Below is a Histogram showing the daily percent change in Microsoft's stock price. It shows that the mode is positive, but very small (< 1%).

In [ ]:
log_data.loc[:, 'Percent Change'] = log_data.loc[:, 'Close'] / log_data.loc[:, 'Close'].shift() - 1
log_data.loc[:, 'Percent Change'].hist(bins = 30)
plt.title('Histogram of Daily Percent Change in Price of Microsft Stock')
plt.xlabel('Daily Percent Change in Price of Microsft Stock')
plt.ylabel('Frequency')
plt.show()
In [ ]:
print(f"The average percent daily change of Microsoft's stock price over this period is {log_data.loc[:, 'Percent Change'].mean() * 100: .2f}%.")

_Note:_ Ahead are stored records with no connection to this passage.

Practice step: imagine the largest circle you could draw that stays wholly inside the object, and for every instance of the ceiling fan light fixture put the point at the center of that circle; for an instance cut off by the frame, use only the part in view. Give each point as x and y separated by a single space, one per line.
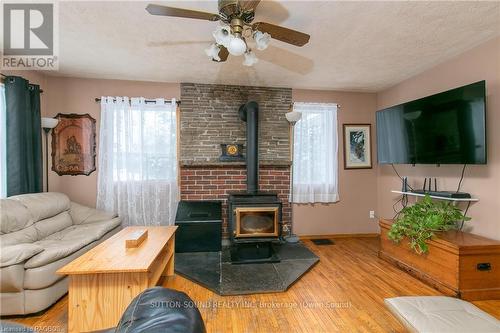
237 46
262 40
250 59
213 52
222 35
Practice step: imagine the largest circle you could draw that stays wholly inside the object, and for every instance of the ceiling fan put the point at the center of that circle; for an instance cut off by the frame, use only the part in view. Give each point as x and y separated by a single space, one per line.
235 28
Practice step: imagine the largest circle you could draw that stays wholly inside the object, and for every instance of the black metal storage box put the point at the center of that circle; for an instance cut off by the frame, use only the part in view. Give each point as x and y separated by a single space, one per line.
200 226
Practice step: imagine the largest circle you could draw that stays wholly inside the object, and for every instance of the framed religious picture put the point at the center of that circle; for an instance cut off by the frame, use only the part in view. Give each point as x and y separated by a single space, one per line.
357 146
74 145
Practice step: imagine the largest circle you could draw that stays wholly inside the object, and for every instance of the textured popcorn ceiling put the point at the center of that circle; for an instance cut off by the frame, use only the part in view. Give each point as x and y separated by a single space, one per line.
365 46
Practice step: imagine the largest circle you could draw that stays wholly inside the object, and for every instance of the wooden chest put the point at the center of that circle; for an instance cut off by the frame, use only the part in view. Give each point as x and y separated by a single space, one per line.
458 263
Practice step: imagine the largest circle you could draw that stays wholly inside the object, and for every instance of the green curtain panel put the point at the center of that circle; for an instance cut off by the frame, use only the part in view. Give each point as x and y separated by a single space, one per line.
24 136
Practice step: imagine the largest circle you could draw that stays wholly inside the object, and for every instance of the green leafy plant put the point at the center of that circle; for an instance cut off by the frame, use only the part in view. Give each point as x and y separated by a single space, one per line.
421 221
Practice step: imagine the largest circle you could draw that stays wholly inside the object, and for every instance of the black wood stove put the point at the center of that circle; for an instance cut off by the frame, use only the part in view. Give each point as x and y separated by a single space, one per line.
254 216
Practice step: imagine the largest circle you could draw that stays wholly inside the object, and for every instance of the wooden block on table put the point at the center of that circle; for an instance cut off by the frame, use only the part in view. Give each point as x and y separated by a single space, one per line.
136 238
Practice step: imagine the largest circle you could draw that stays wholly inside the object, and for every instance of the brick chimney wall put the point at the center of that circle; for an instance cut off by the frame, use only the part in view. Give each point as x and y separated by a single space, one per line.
209 117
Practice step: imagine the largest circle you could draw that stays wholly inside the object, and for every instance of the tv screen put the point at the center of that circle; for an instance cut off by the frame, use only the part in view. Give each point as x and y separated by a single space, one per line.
445 128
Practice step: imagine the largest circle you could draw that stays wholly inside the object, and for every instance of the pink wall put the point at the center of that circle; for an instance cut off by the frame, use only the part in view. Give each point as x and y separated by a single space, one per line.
357 188
74 95
482 181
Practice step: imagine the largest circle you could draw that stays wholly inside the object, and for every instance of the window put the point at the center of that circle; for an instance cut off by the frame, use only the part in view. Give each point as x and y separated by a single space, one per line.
137 170
3 143
315 158
141 140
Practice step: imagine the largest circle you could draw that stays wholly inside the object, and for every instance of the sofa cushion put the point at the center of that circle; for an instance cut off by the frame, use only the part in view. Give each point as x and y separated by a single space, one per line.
44 276
69 240
82 214
441 314
11 279
48 226
14 216
26 235
15 254
43 205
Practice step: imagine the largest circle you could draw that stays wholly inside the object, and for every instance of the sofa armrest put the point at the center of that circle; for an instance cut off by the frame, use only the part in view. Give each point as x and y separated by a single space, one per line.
15 254
82 215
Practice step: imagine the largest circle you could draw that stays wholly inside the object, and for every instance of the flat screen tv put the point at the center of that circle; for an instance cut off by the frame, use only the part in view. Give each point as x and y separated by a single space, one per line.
445 128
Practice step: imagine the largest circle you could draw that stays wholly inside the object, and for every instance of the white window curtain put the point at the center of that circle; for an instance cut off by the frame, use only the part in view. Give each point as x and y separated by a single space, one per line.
315 162
3 143
137 175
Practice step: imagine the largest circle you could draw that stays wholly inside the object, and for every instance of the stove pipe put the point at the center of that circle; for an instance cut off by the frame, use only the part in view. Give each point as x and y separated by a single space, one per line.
249 113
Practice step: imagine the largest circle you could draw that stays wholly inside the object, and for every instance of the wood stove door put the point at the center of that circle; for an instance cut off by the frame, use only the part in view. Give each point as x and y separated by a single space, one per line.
256 222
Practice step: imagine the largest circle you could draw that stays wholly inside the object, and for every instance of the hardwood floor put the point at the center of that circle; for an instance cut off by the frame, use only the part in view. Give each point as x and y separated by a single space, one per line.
344 292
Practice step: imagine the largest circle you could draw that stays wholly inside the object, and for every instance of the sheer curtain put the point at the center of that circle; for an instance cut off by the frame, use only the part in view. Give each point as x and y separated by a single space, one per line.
137 174
315 163
3 144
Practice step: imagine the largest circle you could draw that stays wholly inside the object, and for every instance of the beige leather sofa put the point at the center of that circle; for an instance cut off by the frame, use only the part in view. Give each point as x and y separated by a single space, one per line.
40 233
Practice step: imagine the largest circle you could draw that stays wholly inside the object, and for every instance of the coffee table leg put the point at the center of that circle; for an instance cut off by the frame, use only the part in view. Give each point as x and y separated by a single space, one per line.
97 301
169 269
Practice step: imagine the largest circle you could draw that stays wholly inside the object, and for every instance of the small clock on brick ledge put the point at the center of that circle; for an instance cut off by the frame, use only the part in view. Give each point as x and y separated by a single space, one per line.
231 152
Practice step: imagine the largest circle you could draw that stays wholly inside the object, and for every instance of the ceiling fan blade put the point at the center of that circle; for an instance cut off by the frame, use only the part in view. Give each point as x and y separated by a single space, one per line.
248 5
286 35
179 12
223 54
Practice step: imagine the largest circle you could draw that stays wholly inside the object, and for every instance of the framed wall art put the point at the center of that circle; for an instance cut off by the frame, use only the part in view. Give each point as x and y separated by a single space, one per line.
74 145
357 146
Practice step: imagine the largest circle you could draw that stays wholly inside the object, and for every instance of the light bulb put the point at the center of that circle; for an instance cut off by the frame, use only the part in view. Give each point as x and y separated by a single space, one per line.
237 46
262 40
213 52
250 59
222 35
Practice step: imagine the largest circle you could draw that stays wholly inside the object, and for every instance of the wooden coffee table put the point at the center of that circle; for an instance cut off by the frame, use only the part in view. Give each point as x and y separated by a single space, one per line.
103 281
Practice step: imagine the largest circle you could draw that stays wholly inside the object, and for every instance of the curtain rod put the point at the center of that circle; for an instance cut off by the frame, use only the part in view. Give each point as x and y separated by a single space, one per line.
291 104
4 76
97 99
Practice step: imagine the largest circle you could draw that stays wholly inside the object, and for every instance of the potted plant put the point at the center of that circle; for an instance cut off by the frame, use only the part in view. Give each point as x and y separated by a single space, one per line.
421 221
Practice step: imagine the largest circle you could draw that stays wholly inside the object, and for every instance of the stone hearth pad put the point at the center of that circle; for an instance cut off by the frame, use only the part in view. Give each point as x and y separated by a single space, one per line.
214 270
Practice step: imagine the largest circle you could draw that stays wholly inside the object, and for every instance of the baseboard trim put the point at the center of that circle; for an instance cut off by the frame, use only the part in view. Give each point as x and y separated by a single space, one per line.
367 235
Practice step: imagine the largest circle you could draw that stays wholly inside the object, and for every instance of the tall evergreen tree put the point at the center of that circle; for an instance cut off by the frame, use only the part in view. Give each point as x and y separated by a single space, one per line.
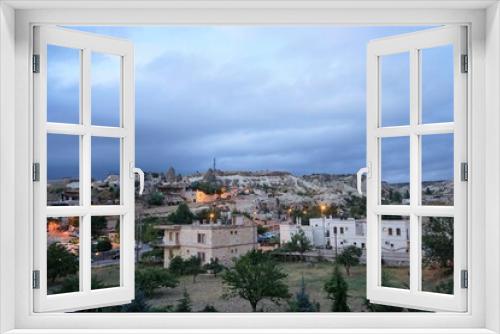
184 304
301 302
336 288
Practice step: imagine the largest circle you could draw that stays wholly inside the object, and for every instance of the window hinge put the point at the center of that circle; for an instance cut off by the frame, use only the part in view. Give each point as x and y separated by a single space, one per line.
465 63
464 278
36 172
36 279
36 63
464 171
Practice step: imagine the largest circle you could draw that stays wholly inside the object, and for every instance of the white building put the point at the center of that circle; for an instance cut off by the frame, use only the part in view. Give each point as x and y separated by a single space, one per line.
334 233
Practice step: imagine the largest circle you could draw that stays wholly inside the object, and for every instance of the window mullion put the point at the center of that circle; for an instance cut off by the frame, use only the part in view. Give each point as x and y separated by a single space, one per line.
85 167
414 171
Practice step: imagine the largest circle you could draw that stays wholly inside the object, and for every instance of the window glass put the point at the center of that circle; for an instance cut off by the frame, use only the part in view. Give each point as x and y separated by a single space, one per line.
106 89
395 252
63 255
395 89
63 170
395 170
63 84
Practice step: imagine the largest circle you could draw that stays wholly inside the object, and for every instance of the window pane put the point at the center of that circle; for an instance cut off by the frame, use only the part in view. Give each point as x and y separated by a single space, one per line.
105 171
395 251
106 89
105 232
437 84
63 84
395 170
63 248
437 169
395 89
437 254
63 170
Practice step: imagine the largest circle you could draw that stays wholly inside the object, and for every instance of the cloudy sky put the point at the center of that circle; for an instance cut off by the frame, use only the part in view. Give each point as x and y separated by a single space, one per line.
256 98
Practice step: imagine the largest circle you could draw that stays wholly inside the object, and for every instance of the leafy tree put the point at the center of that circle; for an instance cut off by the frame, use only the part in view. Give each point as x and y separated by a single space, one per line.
182 215
150 279
156 199
349 257
60 262
153 256
138 304
184 304
301 302
299 243
193 267
104 245
261 229
209 308
214 266
445 287
437 236
336 288
256 276
99 225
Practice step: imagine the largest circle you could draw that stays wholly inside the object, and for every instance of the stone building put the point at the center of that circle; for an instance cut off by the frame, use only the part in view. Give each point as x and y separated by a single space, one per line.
209 241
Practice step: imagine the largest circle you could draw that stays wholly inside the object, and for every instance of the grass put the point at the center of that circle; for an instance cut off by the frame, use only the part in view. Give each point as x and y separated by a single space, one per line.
209 290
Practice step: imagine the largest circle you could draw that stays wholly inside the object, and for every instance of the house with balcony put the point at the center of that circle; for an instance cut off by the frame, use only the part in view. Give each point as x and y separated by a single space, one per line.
212 240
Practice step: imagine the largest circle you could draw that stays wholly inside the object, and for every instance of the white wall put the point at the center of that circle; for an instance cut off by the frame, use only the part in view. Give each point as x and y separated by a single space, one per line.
7 168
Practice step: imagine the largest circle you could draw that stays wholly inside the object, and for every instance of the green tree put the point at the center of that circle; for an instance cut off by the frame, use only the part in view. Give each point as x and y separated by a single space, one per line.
256 276
299 243
209 308
349 257
182 215
150 279
437 236
261 229
104 245
99 225
60 262
301 302
184 304
156 199
336 288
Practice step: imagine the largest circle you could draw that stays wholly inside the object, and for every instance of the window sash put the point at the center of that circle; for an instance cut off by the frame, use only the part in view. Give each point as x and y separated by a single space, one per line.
414 297
85 297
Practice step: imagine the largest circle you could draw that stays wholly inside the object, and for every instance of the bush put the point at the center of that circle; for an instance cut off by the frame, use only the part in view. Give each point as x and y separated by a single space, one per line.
150 279
104 245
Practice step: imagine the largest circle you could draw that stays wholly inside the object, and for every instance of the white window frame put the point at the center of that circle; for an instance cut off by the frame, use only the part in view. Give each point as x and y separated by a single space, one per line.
412 43
87 43
16 20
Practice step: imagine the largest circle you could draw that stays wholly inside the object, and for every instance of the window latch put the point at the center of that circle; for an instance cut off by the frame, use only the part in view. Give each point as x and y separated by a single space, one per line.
36 279
464 171
36 172
36 63
465 64
464 278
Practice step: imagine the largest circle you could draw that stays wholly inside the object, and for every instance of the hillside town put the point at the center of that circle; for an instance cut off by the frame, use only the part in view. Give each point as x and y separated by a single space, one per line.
200 224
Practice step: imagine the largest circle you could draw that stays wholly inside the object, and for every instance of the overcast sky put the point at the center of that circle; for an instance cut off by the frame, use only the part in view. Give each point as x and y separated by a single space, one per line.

print(f"The standard deviation of the percent daily change of Microsoft's stock price over this period is {log_data.loc[:, 'Percent Change'].std() * 100: .2f}%.")
print(f"The largest daily percent in Microsoft's stock price was {log_data.loc[:, 'Percent Change'].min() * 100: .2f}%, which occurred on {np.datetime_as_string(log_data.loc[log_data.loc[:, 'Percent Change'] == log_data.loc[:, 'Percent Change'].min(), 'Date'].values[0], unit = 'D')}.")
The average percent daily change of Microsoft's stock price over this period is  0.11%.
The standard deviation of the percent daily change of Microsoft's stock price over this period is  2.13%.
The largest daily percent in Microsoft's stock price was -30.12%, which occurred on 1987-10-19.

This analysis has shown that Microsoft's stock price has had multiple phases of growth, some rapid, but with a plateau between the .com bubble and the morgage backed security bubble. Up to the most current data in this dataset, Microsoft's stock price appears to continue growing, but the potential of another bubble could provide investor's with another long period of minimal returns.